Demek ki neymiş, duygulanma bile tek bir işlem sürecinin ürünü olarak değil, çağrışımlarını kazanmış kültürel bir sürecin sonucu olarak ortaya çıkan bir şey olarak devreye girermiş. O bile her yerde aynı renk ve tonda açığa çıkmazmış.
İşte bu son safha beynin ses ve konuşmalarını algılayan kısımlarında işlenerek davranış ve mimiklere, oradan da genetiğimizin en ücra köşelerine işleyerek kolektif bilinçdışını oluşturan süreçlerden ibarettir. Dolaylı, geçişken ve çok katmanlı bir ilişkiler ağının ördüğü diyalektik bir süreç ve sonrasında girilen nihai bir çıktı.
Ben bütün bunları anlatırken kulak hassasiyetindeki kalite düşüklüğünden dolayı, çoğu ses ve ritmi bizzat duyularla değil de soyut birer kavram olarak zihni melekelerimle algılamaya çalışanlardan birisi olduğum için, kendimi bu zengin dünyanın çok uzağında hissediyorum. Hatta bu durumu arkadaşlarımdan birine anlattığımda, nasıl yani dedi. Nasıl olacak dedim, senin Süleymaniye’yi gözlerinle görmene karşılık benimkisi okuyarak anlamaya çalışmak gibi bir şey.

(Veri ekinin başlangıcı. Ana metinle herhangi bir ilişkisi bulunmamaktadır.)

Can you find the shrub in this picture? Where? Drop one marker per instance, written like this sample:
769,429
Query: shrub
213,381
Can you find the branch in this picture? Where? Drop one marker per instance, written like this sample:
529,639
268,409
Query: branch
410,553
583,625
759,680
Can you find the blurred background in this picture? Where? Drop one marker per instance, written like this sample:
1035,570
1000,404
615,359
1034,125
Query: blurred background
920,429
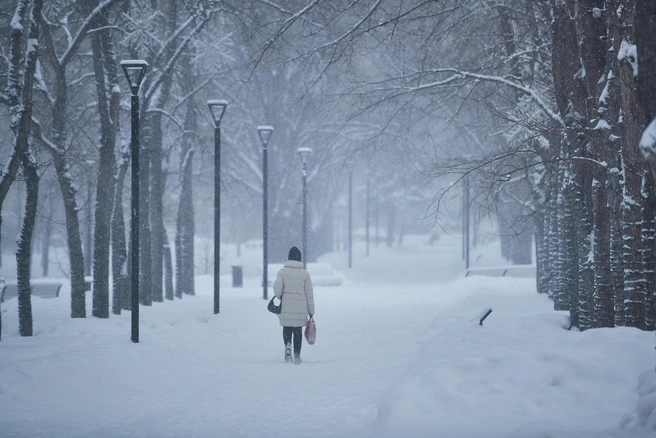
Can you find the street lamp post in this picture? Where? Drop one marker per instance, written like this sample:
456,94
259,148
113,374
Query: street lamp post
134,72
265,133
350,218
304,154
466,226
217,108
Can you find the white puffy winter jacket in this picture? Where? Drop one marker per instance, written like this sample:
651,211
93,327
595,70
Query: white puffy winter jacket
294,285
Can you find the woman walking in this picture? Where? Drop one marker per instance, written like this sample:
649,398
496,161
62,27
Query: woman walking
293,286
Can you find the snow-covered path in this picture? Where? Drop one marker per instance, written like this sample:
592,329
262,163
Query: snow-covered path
397,354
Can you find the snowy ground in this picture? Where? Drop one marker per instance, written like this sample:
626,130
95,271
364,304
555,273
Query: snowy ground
399,353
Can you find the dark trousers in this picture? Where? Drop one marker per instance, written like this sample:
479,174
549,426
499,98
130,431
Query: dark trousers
298,337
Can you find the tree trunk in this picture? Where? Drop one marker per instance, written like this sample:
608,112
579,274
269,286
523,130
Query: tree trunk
168,270
45,246
121,278
157,212
76,255
24,251
649,253
184,239
145,255
633,169
108,98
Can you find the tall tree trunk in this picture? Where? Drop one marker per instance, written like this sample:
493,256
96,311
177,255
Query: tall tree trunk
569,240
633,169
649,253
122,294
168,270
184,239
604,304
76,255
645,26
20,80
157,212
24,251
145,256
45,246
185,222
108,98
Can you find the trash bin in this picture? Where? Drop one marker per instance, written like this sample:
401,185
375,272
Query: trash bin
237,276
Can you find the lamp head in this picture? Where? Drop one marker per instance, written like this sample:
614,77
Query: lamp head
304,154
265,133
217,108
134,70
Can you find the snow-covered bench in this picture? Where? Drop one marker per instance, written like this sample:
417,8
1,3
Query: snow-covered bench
518,271
322,274
39,289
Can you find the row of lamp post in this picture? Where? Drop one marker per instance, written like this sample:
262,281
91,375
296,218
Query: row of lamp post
135,71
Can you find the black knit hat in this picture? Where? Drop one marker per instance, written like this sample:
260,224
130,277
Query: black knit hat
294,254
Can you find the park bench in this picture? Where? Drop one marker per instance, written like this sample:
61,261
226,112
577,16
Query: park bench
322,274
517,271
40,289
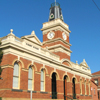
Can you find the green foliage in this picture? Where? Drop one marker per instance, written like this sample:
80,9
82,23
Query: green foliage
1,55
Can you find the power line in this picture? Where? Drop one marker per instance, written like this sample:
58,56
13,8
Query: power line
96,5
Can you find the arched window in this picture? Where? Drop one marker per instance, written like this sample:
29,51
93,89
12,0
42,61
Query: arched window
89,88
85,88
30,78
16,76
80,86
42,80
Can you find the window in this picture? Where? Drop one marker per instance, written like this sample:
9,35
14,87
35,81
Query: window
81,86
89,87
96,81
42,80
98,94
30,78
94,90
16,76
85,88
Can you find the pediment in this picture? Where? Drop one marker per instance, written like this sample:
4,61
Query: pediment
33,38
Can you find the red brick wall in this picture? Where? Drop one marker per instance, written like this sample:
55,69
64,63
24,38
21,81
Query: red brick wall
7,75
58,34
94,91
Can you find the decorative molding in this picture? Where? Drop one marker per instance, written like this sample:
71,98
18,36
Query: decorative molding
56,39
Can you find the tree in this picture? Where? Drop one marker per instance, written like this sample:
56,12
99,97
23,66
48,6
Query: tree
1,55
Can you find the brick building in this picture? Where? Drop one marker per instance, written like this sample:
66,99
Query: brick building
94,90
43,68
96,78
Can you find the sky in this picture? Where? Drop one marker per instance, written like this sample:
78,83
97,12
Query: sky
82,16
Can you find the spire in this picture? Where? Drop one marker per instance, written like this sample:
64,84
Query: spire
55,11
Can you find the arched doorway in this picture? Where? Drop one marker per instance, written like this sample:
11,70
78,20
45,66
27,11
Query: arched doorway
54,87
65,87
73,88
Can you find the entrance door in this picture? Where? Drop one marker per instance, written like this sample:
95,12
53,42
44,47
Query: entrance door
65,87
54,92
73,88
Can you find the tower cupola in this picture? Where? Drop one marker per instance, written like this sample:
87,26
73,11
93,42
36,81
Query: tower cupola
55,12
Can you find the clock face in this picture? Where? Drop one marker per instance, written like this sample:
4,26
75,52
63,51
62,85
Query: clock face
50,35
64,36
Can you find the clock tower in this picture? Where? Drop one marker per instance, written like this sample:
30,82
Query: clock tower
56,33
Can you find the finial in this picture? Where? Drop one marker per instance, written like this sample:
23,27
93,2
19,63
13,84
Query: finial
76,62
83,60
11,30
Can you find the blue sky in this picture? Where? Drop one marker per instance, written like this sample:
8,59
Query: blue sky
82,16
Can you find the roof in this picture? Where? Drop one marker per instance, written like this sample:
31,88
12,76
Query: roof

Bu yıl da bahar geldi. Her tarafta tarla kuşları ötüyor. Binlerce endemik çeşitliliğiyle Anadolu coğrafyası bize olmadık renk, koku ve sesleri sunuyor. Kültür de aynı, aynı olmasına ama onun da içine arsenik döküldü. O da artık eski tadında değil. İçimin bir yerlerinde bir telin koptuğunu, artık eskisi gibi ses vermediğini hisseder gibi oluyorum.
Serebral korteksin ilgili bölümleri görmek, işitmek ve koklamakta ısrar ediyor olsalar bile oraya görüntü, ses ve koku taşıyan sinir sistemlerindeki bir arıza veya kültürel kesintilerden dolayı bunların nihaî şekillerini aldığı fenomenal çıktılarla bunların belli bir koordinasyon dâhilinde nesiller arasında dolanıma sokulmasında ortaya belli sorunlar çıkıyorsa, aramızdaki ortak bağı kuran tel kopmuş demektir.
Tel de değil aslında teller ve bütün ses ve duygulanmalar kirlendi demek lazım. Gerçekte kaybettiğimiz budur: kültürün ürettiği merhamet, vefa, kadirşinaslık, hürmet, diğerkâmlık, hasbilik, gözyaşı, içtenlik…
Kültürel çözülme çağlarında yaşanan budur. Kültürel bir çoraklık çağında her şeyin rakam ve istatistik kayıtlarla örtülmeye çalışıldığı bir dönemden geçiyor ve tam da bu yüzden ortak duygudaşlık ruhunun yok edildiğine tanıklık ediyoruz.
Her şeyin kolaylaştığını zannettiğiniz bir çağda, bunun ağır bir bedeli olduğunu ve bu bedelin de bizi, kendi çekirdeğine hapsolmuş atomize bireyler hâline getirmek olan müebbet bir hapse mahkum ettiğine tanıklık ediyoruz.
Baharın sökün ettiği şu güzel gecikmiş Nisan yağmurlarında aklıma her nedense bunlar geldi. İstedim ki bunu okuyanlar da bundan haberdar olsun ve sesi sadece soyut bir nesne olarak değil, Yaratanın bir lütfu, ilahi bir armağan olarak tekrar be tekrar tefekkür etsinler ve bir hava gibi içlerine çeksinler istedim.